You can apply the same thing to "ship" vs "boat" or "half-staff" vs "half-mast" or "that" vs "which" or any other pair; it's a wonderful way to utterly derail any attempt at discussion involving those terms, or, possibly, the concepts they're attached to.

Agreed. I don't have a problem with telemetry and updates being turned on as by default. What I have a problem with is Microsoft not even giving us the option to turn these features off.
Again, this isn't a new problem and it's actually better in Windows 10 than it's ever been as far as choice.

If the problem is choice, not that the telemetry gathering exists then everyone really needs to reframe their argument because everyone complains first about the collection and then second about the inability to turn it off.

How is it better than ever as far as choice? I can't turn it off!
Really? Sounds like Windows 10 cannot turn of this telemetry stuff. And sends my installed apps. But not allowing turning it off is not excusable. All it does is piss people off and encourage the public to accept phoning home as a fact of life and nothing to see.
As did every other version of Windows since XP.
The Windows 10 PC's in our office are a constant source of headaches. Random errors and crashes all the time. I don't get it. Windows 7 gives us almost zero problems.

My gaming PC will have Win7 until I'm forced to upgrade.

> Telemetry sharing and automatic updates cannot be turned off on all Win 10 upgrades.

I turned it off with my pfsense firewall whitelist.

It’s my hardware, and it communicates to whom I want, when I want.

> I turned it off with my pfsense firewall whitelist.

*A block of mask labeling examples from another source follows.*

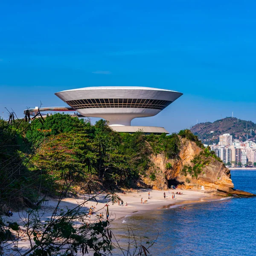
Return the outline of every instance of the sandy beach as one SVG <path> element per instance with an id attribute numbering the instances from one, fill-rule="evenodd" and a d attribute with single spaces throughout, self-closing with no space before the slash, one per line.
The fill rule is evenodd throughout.
<path id="1" fill-rule="evenodd" d="M 150 196 L 148 199 L 148 193 Z M 163 193 L 165 192 L 166 197 L 165 199 Z M 183 195 L 175 195 L 175 199 L 172 198 L 172 192 L 180 192 Z M 112 221 L 113 224 L 115 223 L 122 222 L 125 217 L 132 214 L 143 213 L 146 211 L 152 210 L 161 208 L 167 208 L 170 206 L 174 205 L 182 205 L 188 204 L 202 203 L 205 201 L 217 200 L 221 198 L 221 197 L 207 195 L 204 193 L 198 192 L 181 189 L 169 190 L 165 191 L 162 190 L 152 190 L 151 189 L 134 189 L 132 191 L 125 192 L 125 194 L 118 192 L 116 193 L 123 201 L 123 206 L 119 205 L 118 203 L 113 204 L 112 202 L 109 202 L 105 198 L 107 195 L 103 193 L 96 197 L 96 200 L 93 200 L 87 202 L 84 205 L 84 209 L 89 209 L 90 207 L 93 206 L 94 207 L 95 214 L 91 215 L 90 218 L 88 218 L 88 222 L 97 221 L 99 215 L 102 213 L 104 218 L 106 219 L 106 214 L 105 209 L 108 204 L 109 207 L 110 217 L 109 219 Z M 92 196 L 92 195 L 90 195 Z M 57 212 L 61 209 L 65 210 L 67 208 L 72 209 L 79 204 L 87 199 L 88 196 L 79 195 L 78 198 L 64 198 L 59 204 Z M 141 203 L 141 199 L 143 198 L 143 204 Z M 47 198 L 49 200 L 46 204 L 42 204 L 39 211 L 39 215 L 41 216 L 41 221 L 43 222 L 46 221 L 51 216 L 55 208 L 58 200 L 52 198 Z M 144 203 L 145 201 L 147 201 Z M 125 206 L 127 203 L 127 206 Z M 23 211 L 20 212 L 14 212 L 13 216 L 8 217 L 2 216 L 4 221 L 16 221 L 20 224 L 21 229 L 23 228 L 22 220 L 26 218 L 26 212 Z M 22 250 L 25 250 L 29 247 L 28 240 L 24 238 L 19 242 L 18 247 L 22 248 Z M 8 253 L 9 252 L 9 253 Z M 6 251 L 6 255 L 15 255 L 17 252 L 12 252 L 12 249 L 9 247 Z M 8 253 L 9 253 L 8 254 Z"/>

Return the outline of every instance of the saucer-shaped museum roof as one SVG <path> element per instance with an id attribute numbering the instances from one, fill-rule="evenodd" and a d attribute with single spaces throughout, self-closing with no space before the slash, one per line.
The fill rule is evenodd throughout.
<path id="1" fill-rule="evenodd" d="M 103 86 L 55 94 L 84 116 L 104 118 L 111 125 L 130 125 L 134 118 L 156 115 L 182 93 L 148 87 Z"/>

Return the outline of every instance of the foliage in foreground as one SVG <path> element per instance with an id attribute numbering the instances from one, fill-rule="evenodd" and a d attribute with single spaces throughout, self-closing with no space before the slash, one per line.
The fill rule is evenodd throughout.
<path id="1" fill-rule="evenodd" d="M 79 183 L 98 187 L 134 187 L 140 176 L 151 175 L 150 178 L 155 180 L 155 175 L 146 174 L 153 166 L 152 154 L 178 158 L 180 138 L 203 148 L 188 130 L 169 136 L 145 136 L 142 131 L 118 133 L 102 119 L 93 125 L 87 120 L 59 113 L 29 124 L 24 120 L 10 124 L 2 120 L 0 129 L 3 184 L 0 197 L 4 202 L 15 198 L 16 204 L 17 199 L 22 198 L 23 201 L 24 196 L 35 201 L 41 193 L 58 194 L 66 180 L 73 181 L 70 188 L 74 193 L 73 186 Z M 196 158 L 195 161 L 198 167 L 193 174 L 197 177 L 202 164 Z M 170 169 L 171 164 L 166 168 Z"/>

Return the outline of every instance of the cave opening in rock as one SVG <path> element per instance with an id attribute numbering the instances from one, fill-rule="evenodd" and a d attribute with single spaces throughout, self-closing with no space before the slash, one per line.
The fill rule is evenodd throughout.
<path id="1" fill-rule="evenodd" d="M 168 187 L 170 188 L 172 186 L 176 187 L 178 185 L 181 185 L 183 184 L 183 182 L 179 182 L 175 179 L 172 179 L 172 180 L 168 180 Z"/>

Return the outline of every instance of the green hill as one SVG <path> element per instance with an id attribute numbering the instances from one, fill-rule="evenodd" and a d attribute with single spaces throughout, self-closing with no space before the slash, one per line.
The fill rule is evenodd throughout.
<path id="1" fill-rule="evenodd" d="M 248 139 L 256 140 L 256 124 L 251 121 L 240 120 L 235 117 L 226 117 L 212 123 L 201 123 L 193 126 L 190 130 L 204 143 L 207 144 L 218 143 L 219 136 L 225 133 L 233 135 L 233 139 L 243 141 L 246 140 L 248 134 Z"/>

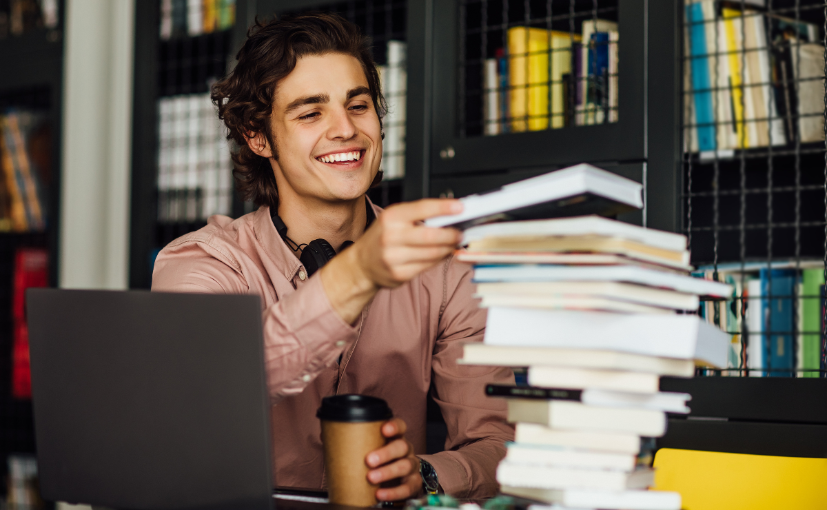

You’re so smart! Yes you are!

Now try getting Grandma to do that.

You don't even need to do the trick in this article. According to Paul Thurrott, you can still activate with a Windows 7 or 8.1 key: https://www.thurrott.com/windows/windows-10/142616/yes-can-s...
Ah, I just posted about my experience below on this. I can confirm this worked for me, with no lies about "Assitive Tech" within the last month with 4 different OEM Windows 8.1 licences.
Yep, I've installed a fresh copy of Windows 10 using a Windows 7 key that has never been used to upgrade to Windows 10 before just the other week - it all worked without any issue, the system activated itself fine. No tricks needed.
Still can't actually opt out of forced updates (non-critical security at least)? Still can't actually kill the extremely invasive telemetry? Still can't get LTSB/equivalent as an individual user to help resolve the aforementioned issues?

Still not interested.

I've got rid of updates and some of the tracking on my Win10 pro by disabling the associated windows services. Other annoying quirks like the OneDrive icon can be removed by editing the registry. I do wish that Microsoft would provide an easier way to do this.
There are a few automated scripts that do this... what was it, 98 lite or something like that back in the day... need something similar for windows 10.
> LTSB/equivalent

It's purchasable online but the source of the keys is probably sketchy.

I work faster on win7. Why switch
They're the same OS, how would you be "faster" on 7?
when OS doesnt get in the way, and keyboard shortcuts work.